Russian Energy Minister Alexander Novak told reporters that “the position of Russia is that the prerequisites for this have not yet come to pass, considering that prices are still at a more or less normal level”.
A glut of crude and refined products loomed over the market.
In China, July fuel exports rose over 50 percent from a year earlier to a monthly record 4.57 million tonnes, official data showed, as easing demand growth and a surplus in refined products pushed refiners to increase shipments overseas.
“It would be a surprise if we rapidly moved up to $60,” Bjarne Schieldrop, chief commodities analyst with SEB in Oslo, said of Brent prices. “There’s a lot of oil there, and we don’t need more of it.”
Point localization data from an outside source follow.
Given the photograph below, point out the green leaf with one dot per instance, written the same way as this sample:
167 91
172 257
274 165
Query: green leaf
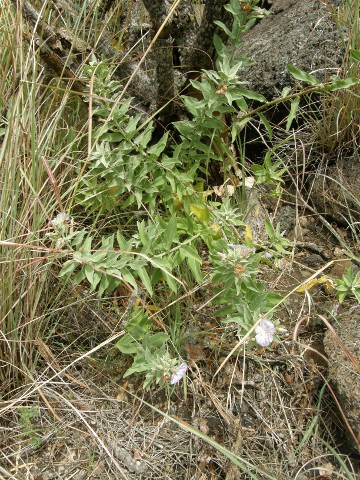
303 76
339 84
159 147
144 277
89 273
195 269
355 54
170 232
251 95
218 43
294 106
111 137
266 124
127 345
201 212
68 268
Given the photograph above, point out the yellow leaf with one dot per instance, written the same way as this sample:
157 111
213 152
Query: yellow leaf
323 280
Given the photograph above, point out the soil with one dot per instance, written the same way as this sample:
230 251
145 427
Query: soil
276 408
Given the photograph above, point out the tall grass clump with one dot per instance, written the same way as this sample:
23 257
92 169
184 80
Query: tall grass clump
338 131
36 152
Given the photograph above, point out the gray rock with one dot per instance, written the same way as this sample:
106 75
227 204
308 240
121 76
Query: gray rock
299 32
344 374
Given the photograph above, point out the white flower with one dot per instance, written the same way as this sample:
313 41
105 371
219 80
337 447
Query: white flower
264 332
178 374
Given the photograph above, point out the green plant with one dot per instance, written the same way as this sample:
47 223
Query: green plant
150 351
348 284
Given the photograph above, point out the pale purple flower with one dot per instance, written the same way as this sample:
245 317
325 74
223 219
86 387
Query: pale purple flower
242 249
264 332
178 374
61 219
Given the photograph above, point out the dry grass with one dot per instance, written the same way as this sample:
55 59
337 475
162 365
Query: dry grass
65 411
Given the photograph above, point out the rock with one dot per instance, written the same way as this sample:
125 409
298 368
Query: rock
335 191
344 374
301 33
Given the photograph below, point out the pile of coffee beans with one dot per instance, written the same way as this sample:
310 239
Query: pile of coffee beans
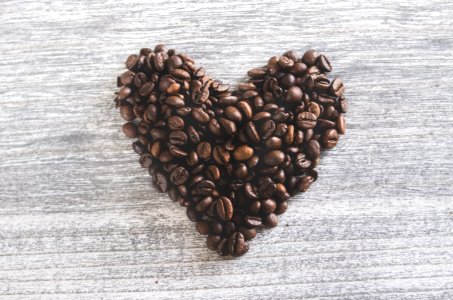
233 159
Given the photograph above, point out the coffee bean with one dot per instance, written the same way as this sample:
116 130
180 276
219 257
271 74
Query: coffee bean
330 138
274 157
237 245
224 208
204 204
221 155
341 124
306 120
213 241
200 115
175 101
310 57
188 125
294 95
204 150
233 114
270 220
242 153
252 221
175 123
130 130
202 227
313 149
337 87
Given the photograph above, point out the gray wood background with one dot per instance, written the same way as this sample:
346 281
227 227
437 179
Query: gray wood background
79 219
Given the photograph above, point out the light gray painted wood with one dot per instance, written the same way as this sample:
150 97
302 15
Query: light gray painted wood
79 220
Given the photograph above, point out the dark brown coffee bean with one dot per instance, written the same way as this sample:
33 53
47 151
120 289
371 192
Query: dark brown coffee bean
204 204
273 143
274 157
324 63
294 95
130 130
271 220
310 57
337 87
257 72
175 123
306 120
192 214
228 125
242 153
341 124
252 133
193 134
213 173
175 101
285 62
221 155
204 150
202 227
248 233
200 115
313 149
233 114
330 138
127 112
222 247
132 62
281 207
215 127
177 152
326 124
179 176
252 221
237 245
268 206
246 109
224 208
161 182
177 138
213 241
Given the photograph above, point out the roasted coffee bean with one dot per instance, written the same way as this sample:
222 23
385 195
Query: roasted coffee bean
213 241
341 124
232 158
233 114
294 95
177 137
221 155
130 130
306 120
271 220
274 157
248 233
224 208
313 149
175 123
330 138
199 115
242 153
237 245
204 150
202 227
179 176
310 57
337 87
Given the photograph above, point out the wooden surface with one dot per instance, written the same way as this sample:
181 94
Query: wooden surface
79 219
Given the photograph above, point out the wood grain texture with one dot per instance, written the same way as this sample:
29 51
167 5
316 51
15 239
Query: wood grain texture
79 219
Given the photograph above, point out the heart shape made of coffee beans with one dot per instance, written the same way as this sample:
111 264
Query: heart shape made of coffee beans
233 159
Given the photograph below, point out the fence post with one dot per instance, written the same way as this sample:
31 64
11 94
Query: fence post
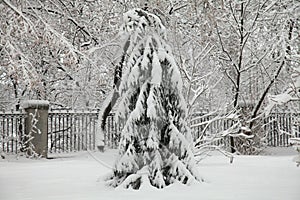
36 126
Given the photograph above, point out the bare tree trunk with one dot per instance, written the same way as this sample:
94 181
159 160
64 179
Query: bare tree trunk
111 99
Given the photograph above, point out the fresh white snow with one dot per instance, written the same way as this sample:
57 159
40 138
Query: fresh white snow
79 176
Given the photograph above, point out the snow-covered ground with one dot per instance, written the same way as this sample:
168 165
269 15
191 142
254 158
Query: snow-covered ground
79 176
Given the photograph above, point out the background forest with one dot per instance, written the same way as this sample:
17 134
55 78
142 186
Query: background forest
231 53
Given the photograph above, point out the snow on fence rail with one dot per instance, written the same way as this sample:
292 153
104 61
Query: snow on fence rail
12 130
73 130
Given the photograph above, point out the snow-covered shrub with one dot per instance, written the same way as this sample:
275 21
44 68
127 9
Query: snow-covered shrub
156 143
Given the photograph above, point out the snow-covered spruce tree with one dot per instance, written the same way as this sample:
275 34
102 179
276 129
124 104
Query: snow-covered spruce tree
156 143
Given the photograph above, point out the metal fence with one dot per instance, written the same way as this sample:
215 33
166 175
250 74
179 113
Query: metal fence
70 130
74 130
11 131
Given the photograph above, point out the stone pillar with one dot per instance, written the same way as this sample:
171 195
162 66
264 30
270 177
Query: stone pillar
36 126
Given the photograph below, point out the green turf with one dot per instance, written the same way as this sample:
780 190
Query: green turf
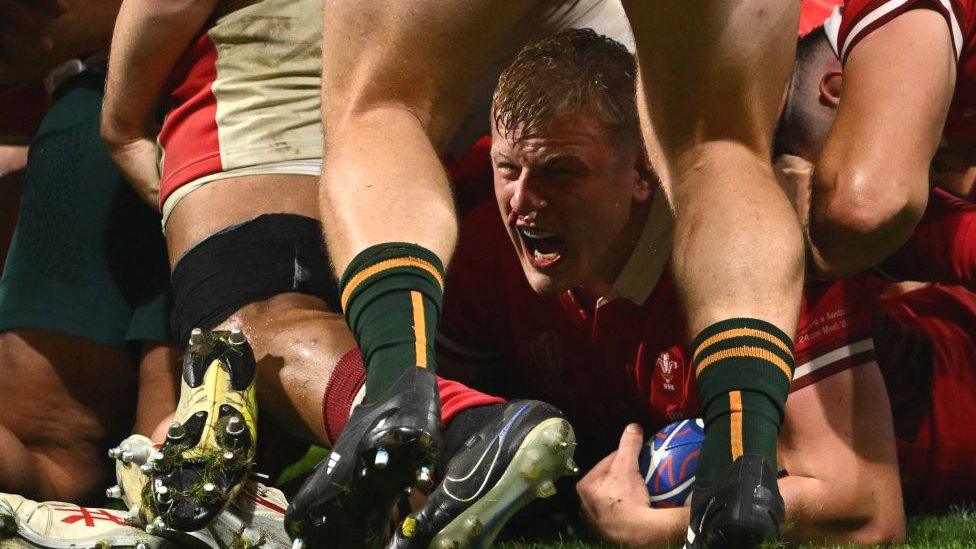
956 530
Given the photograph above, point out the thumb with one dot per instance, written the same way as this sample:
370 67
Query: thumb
630 444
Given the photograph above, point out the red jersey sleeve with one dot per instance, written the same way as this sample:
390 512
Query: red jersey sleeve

Meanwhile, the number of oil rigs drilling in the United States rose for the sixth consecutive week to 381, while investors are also increasing their bets against rising oil prices.
Hedge funds cut their net longs on Brent crude to their lowest since January, while investors are holding their smallest bullish exposure to US crude oil since February.
The combination of factors led analysts to warn that the world had not yet dealt with the overhang of physical oil, which could drag prices lower again before any sustained recovery.
“The proper signals are not yet being sent to fix the product market,” Morgan Stanley said in a note, noting that refined products also needed to draw down a large excess.
“In other words, physical oil markets likely need to get worse before they get better.”